Rambo was filmed in Chiang Mai Province, Thailand in 2006. The fourth in the franchise of films that started in 1982 with First Blood, features Stallone's battle-scarred Vietnam War veteran living along the banks of the Salween River - a location that brings to brings to mind Sterling Silliphant's and Chatrichalerm Yukol's 1994 action film, Salween. I wonder if Sly was inspired by it? In Rambo, the hero has retreated to a quiet life as a river guide who captures snakes for the locals. He is stirred into action once more after a group of Christian missionaries is captured by the Burmese military and need to be rescued.
Last year, when the protests against out-of-control price increases flared up in Rangoon (or Yangon) and other cities across Burma, and were violently put down by the junta's soldiers, Stallone offered his recollection of what he saw while filming on location along the border:
I witnessed the aftermath [in Burma] - survivors with legs cut off and all kinds of land mine injuries, maggot-infested wounds and ears cut off. We saw many elephants with blown-off legs. We hear about Vietnam and Cambodia, but this was more horrific.
And, in the face of the Burmese generals' orders to pirate movie hawkers in Burma, Stallone has made new statements.
I'm only hoping that the Burmese military, because they take such incredible offence to this, would call it lies and scurrilous propaganda.
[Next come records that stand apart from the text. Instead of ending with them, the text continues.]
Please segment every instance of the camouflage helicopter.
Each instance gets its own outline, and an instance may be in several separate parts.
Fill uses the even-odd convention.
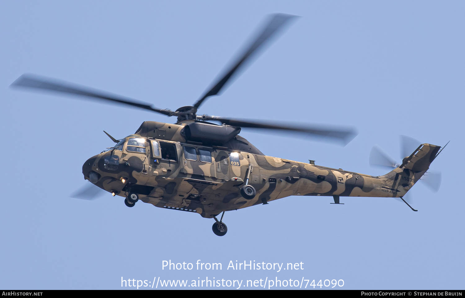
[[[341,203],[341,197],[400,197],[416,211],[403,196],[428,169],[440,152],[439,146],[420,145],[389,172],[372,176],[317,165],[314,161],[306,163],[267,156],[239,134],[242,127],[260,128],[346,144],[356,135],[353,129],[197,114],[207,98],[219,95],[238,70],[294,18],[281,13],[270,16],[252,42],[213,87],[193,105],[174,111],[31,75],[20,76],[12,86],[80,95],[177,117],[175,124],[144,121],[133,134],[120,139],[104,131],[115,145],[84,163],[84,179],[93,185],[78,197],[91,198],[95,190],[101,189],[123,197],[128,207],[140,200],[158,207],[198,213],[214,219],[212,229],[218,236],[227,231],[223,222],[226,211],[268,204],[290,196],[331,196],[334,204]]]

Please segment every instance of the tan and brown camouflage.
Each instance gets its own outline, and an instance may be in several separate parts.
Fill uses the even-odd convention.
[[[119,148],[86,161],[82,168],[85,178],[89,179],[93,171],[98,174],[94,184],[109,192],[126,197],[130,188],[145,203],[212,218],[223,211],[290,196],[330,196],[335,203],[341,197],[402,197],[428,170],[440,148],[419,145],[399,166],[373,176],[265,156],[252,150],[255,147],[250,144],[251,150],[246,152],[188,142],[181,133],[185,125],[144,122]],[[128,140],[134,138],[141,142],[137,149],[140,152],[134,152],[133,146],[128,150]],[[163,157],[163,148],[160,152],[154,147],[160,146],[175,148],[175,156]],[[185,153],[185,146],[195,157]],[[211,154],[211,162],[206,152]],[[247,177],[256,190],[251,199],[240,192]]]

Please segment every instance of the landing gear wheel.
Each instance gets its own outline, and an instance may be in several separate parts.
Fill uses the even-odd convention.
[[[135,192],[129,193],[127,196],[127,201],[132,203],[135,203],[139,200],[139,196]]]
[[[128,207],[133,207],[136,203],[132,202],[129,202],[127,198],[124,199],[124,204]]]
[[[253,188],[253,186],[247,184],[242,186],[242,188],[240,189],[240,194],[244,198],[251,200],[255,197],[257,192],[255,191],[255,189]]]
[[[226,235],[226,232],[228,231],[228,227],[226,226],[224,222],[215,222],[212,226],[212,229],[213,232],[217,236],[224,236]]]

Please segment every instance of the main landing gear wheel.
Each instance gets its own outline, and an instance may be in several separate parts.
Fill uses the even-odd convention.
[[[255,191],[255,189],[253,188],[253,186],[247,184],[246,185],[242,186],[242,188],[240,189],[240,194],[242,195],[242,197],[244,198],[247,200],[251,200],[255,197],[257,192]]]
[[[124,204],[128,207],[133,207],[136,205],[135,203],[129,202],[127,198],[124,199]]]
[[[212,226],[212,229],[213,232],[217,236],[224,236],[226,235],[226,232],[228,231],[228,227],[226,226],[224,222],[215,222]]]
[[[135,192],[129,193],[129,195],[127,196],[127,201],[131,203],[135,203],[139,200],[139,196]]]
[[[212,226],[212,229],[217,236],[224,236],[228,231],[228,227],[226,226],[226,225],[222,221],[223,216],[224,215],[225,211],[223,211],[223,214],[221,215],[221,219],[219,221],[217,219],[216,216],[213,217],[215,219],[216,222]]]

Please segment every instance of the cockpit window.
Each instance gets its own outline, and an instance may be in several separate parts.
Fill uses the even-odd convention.
[[[124,142],[126,141],[126,139],[123,139],[119,142],[118,142],[116,145],[115,145],[115,149],[117,150],[123,151],[123,146],[124,145]]]
[[[131,138],[127,140],[126,150],[132,152],[146,152],[145,139],[140,138]]]

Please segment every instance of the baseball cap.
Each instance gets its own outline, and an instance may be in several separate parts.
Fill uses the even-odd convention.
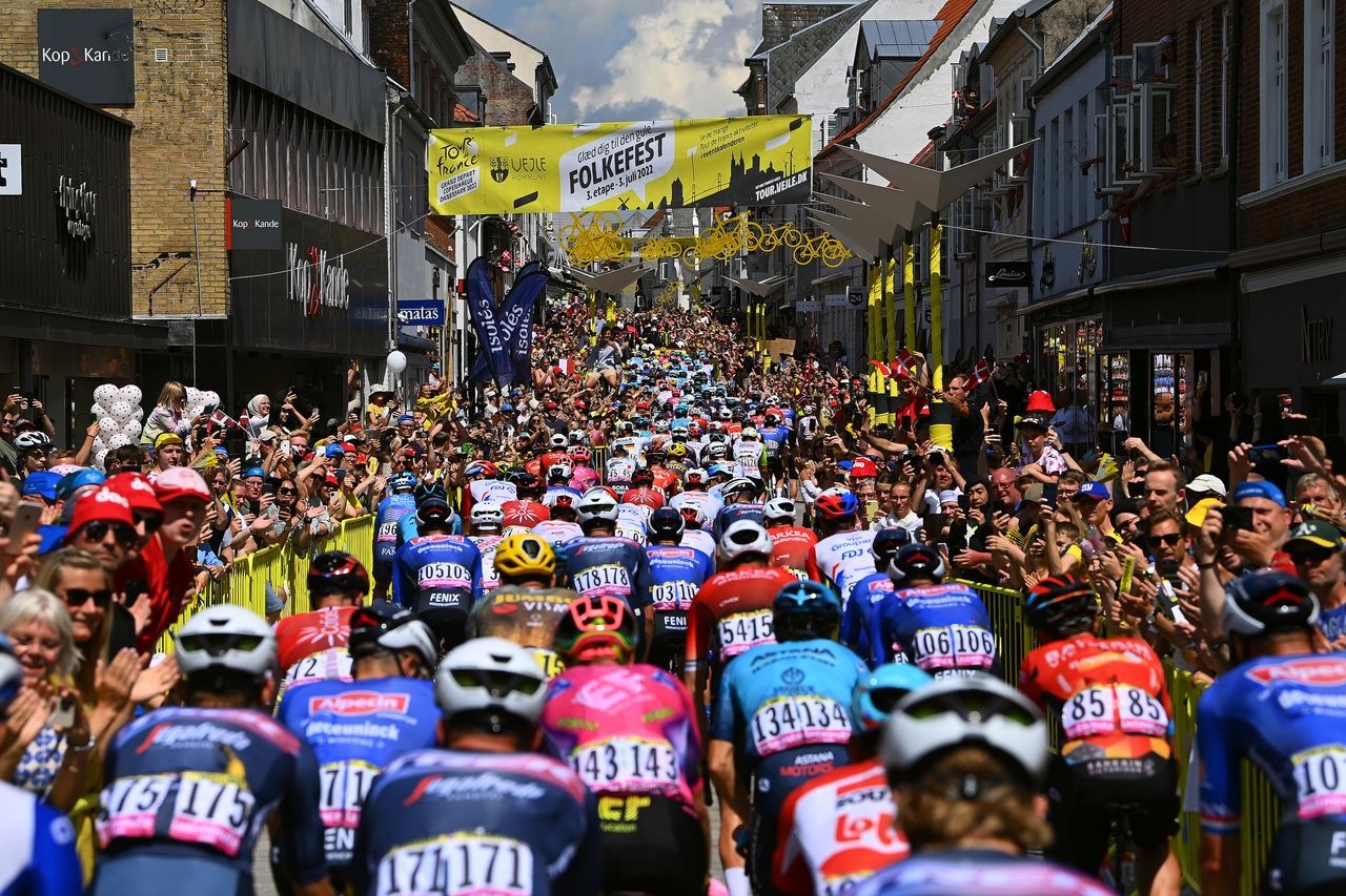
[[[210,500],[210,488],[206,487],[201,474],[191,467],[170,467],[155,480],[155,496],[163,505],[178,498]]]
[[[1238,483],[1238,488],[1234,488],[1233,500],[1237,503],[1244,498],[1265,498],[1279,507],[1285,506],[1285,492],[1263,479]]]
[[[1219,495],[1224,498],[1229,494],[1225,488],[1225,483],[1219,480],[1219,476],[1211,476],[1210,474],[1201,474],[1190,483],[1187,483],[1187,491],[1201,491]]]
[[[1289,539],[1285,541],[1285,549],[1288,550],[1296,541],[1303,545],[1316,545],[1318,548],[1339,550],[1342,546],[1342,533],[1326,519],[1306,519],[1289,530]]]
[[[131,502],[127,500],[127,496],[106,486],[75,502],[75,515],[70,518],[70,531],[79,531],[85,523],[100,519],[121,522],[128,526],[136,525],[136,517],[131,513]]]

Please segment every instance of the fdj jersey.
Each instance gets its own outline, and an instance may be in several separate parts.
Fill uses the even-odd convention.
[[[280,721],[318,756],[327,862],[343,866],[374,778],[397,756],[435,745],[439,708],[428,681],[323,682],[287,700]]]

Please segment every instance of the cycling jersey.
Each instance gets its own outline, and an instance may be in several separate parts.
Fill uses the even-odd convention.
[[[818,535],[804,526],[775,526],[771,535],[771,565],[786,569],[797,578],[809,577],[809,552],[818,544]]]
[[[977,592],[958,583],[919,585],[872,604],[870,655],[875,663],[909,662],[948,675],[991,669],[996,636]]]
[[[629,538],[584,535],[568,542],[565,572],[584,597],[621,597],[631,609],[650,603],[650,564]]]
[[[373,896],[594,896],[598,810],[569,766],[533,753],[427,749],[393,760],[351,861]]]
[[[0,783],[0,896],[79,896],[83,873],[70,819],[34,794]]]
[[[844,608],[855,583],[874,573],[874,533],[852,529],[828,535],[809,553],[809,578],[829,583]]]
[[[312,685],[316,687],[318,685]],[[297,694],[292,694],[297,700]],[[327,874],[322,787],[312,748],[253,709],[156,709],[113,737],[96,822],[104,856],[94,893],[144,892],[149,861],[209,860],[213,880],[176,880],[198,892],[252,891],[253,848],[281,802],[273,834],[302,884]],[[124,889],[117,865],[141,874]]]
[[[361,807],[374,778],[397,756],[435,745],[435,685],[413,678],[320,682],[291,694],[280,722],[314,748],[327,864],[350,864]]]
[[[783,569],[743,568],[711,576],[686,620],[686,667],[696,669],[713,648],[723,666],[743,651],[774,644],[773,611],[775,596],[797,581]]]
[[[801,896],[849,892],[911,852],[878,759],[843,766],[790,794],[781,811],[771,880]]]

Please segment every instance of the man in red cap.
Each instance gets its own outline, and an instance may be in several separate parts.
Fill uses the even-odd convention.
[[[147,654],[159,636],[178,619],[183,601],[194,588],[194,566],[187,545],[195,541],[206,519],[210,488],[191,467],[171,467],[155,482],[155,496],[163,505],[163,525],[144,550],[117,570],[117,588],[137,584],[149,595],[149,622],[136,638],[136,648]]]

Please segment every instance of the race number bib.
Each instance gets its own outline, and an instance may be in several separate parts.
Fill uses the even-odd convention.
[[[851,720],[830,697],[774,697],[752,713],[752,745],[770,756],[800,744],[844,744]]]
[[[1289,761],[1300,818],[1346,813],[1346,745],[1324,744],[1295,753]]]
[[[533,850],[509,837],[460,833],[390,850],[378,862],[377,896],[526,896]]]
[[[720,657],[732,659],[750,647],[775,642],[771,628],[771,611],[754,609],[746,613],[730,613],[719,622]]]
[[[911,640],[911,658],[925,670],[989,667],[996,659],[996,636],[980,626],[922,628]]]
[[[610,737],[571,753],[571,766],[596,792],[666,790],[678,782],[677,753],[666,740]]]
[[[318,814],[324,827],[358,827],[359,809],[378,776],[378,766],[359,760],[327,763],[318,770]]]

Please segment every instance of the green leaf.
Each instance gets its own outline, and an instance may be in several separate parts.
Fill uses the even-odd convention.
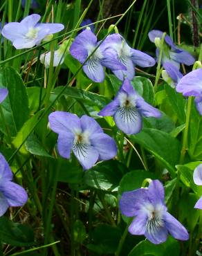
[[[153,84],[149,79],[140,76],[135,76],[131,80],[131,84],[136,91],[147,102],[152,105],[154,104],[154,91]]]
[[[44,88],[33,86],[26,88],[28,104],[31,111],[35,112],[38,110],[40,100],[42,100],[45,94],[46,89]]]
[[[25,140],[25,138],[30,134],[33,126],[38,121],[42,111],[37,112],[35,116],[28,119],[23,125],[20,131],[17,133],[17,136],[12,140],[12,144],[16,148],[18,148]],[[21,147],[19,152],[22,154],[27,154],[27,149],[25,144]]]
[[[3,115],[11,136],[15,136],[29,116],[28,100],[26,87],[20,75],[11,66],[0,71],[0,88],[6,87],[8,96],[1,103]],[[1,123],[3,120],[0,118]],[[4,125],[0,130],[6,134]]]
[[[100,162],[85,172],[84,183],[99,190],[116,191],[126,170],[127,167],[118,161]]]
[[[188,130],[188,153],[192,159],[200,161],[202,158],[202,116],[195,108],[192,101]]]
[[[145,128],[139,134],[131,136],[132,140],[140,144],[154,154],[174,178],[175,165],[178,163],[181,145],[169,134],[155,129]]]
[[[144,118],[143,122],[145,128],[154,128],[165,132],[170,132],[175,127],[173,120],[164,113],[160,118],[149,117]]]
[[[73,163],[60,158],[51,159],[51,163],[55,166],[55,168],[57,168],[58,161],[59,161],[58,181],[68,183],[80,183],[82,182],[84,171],[80,165],[76,166]]]
[[[185,128],[185,124],[181,125],[178,126],[175,129],[174,129],[169,134],[172,136],[176,138],[184,129]]]
[[[149,241],[142,241],[129,253],[128,256],[178,256],[180,246],[178,242],[169,237],[160,244],[154,244]]]
[[[121,235],[121,230],[118,228],[107,225],[100,226],[96,227],[93,232],[93,244],[88,244],[86,247],[89,250],[102,255],[114,253]]]
[[[181,93],[178,93],[175,89],[168,84],[164,85],[165,91],[172,110],[176,113],[181,124],[185,122],[185,107],[186,100]]]
[[[43,147],[40,141],[34,134],[31,134],[28,136],[26,141],[26,147],[27,151],[33,155],[53,157]]]
[[[120,182],[118,194],[122,194],[124,192],[134,190],[142,187],[143,182],[145,179],[155,179],[156,177],[152,172],[136,170],[131,171],[122,178]]]
[[[165,185],[165,203],[167,204],[172,196],[172,193],[176,186],[176,180],[175,178],[173,180],[169,181]]]
[[[184,222],[186,220],[190,230],[194,229],[200,216],[200,211],[194,208],[198,199],[196,194],[189,193],[184,194],[179,201],[180,221]]]
[[[35,244],[33,230],[29,226],[12,222],[5,217],[0,218],[0,226],[3,243],[13,246],[32,246]]]
[[[196,162],[199,163],[199,162]],[[197,164],[197,165],[199,163]],[[196,165],[196,166],[197,166]],[[187,188],[191,188],[196,193],[197,193],[197,185],[193,180],[193,173],[194,168],[190,168],[188,165],[176,165],[178,172],[181,173],[181,180]]]
[[[73,237],[75,244],[81,244],[86,238],[86,231],[82,221],[77,219],[73,224]]]
[[[107,76],[112,85],[113,89],[113,95],[116,95],[120,89],[120,87],[121,86],[122,82],[120,81],[120,80],[117,78],[117,77],[114,75],[107,74]]]
[[[63,86],[57,87],[52,92],[52,97],[56,97],[63,89]],[[84,101],[93,106],[98,106],[100,108],[103,108],[110,102],[110,100],[106,97],[74,87],[66,88],[62,95]]]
Why don't you invite me over?cLet me take a tour of your country without someone pointing a gun at my head and we'll show you where all the bodies are buried... Or let's go debate in Washington in front of a congressional hearing... But I doubt that's going to happen.
Meanwhile, Stallone has been back and forth over whether he's going to do a Rambo V, going from "I can't go any further" to "right now I think I'm gearing one up ... we'll do something a little darker and a little more unexpected."
Time to order some more human growth hormone.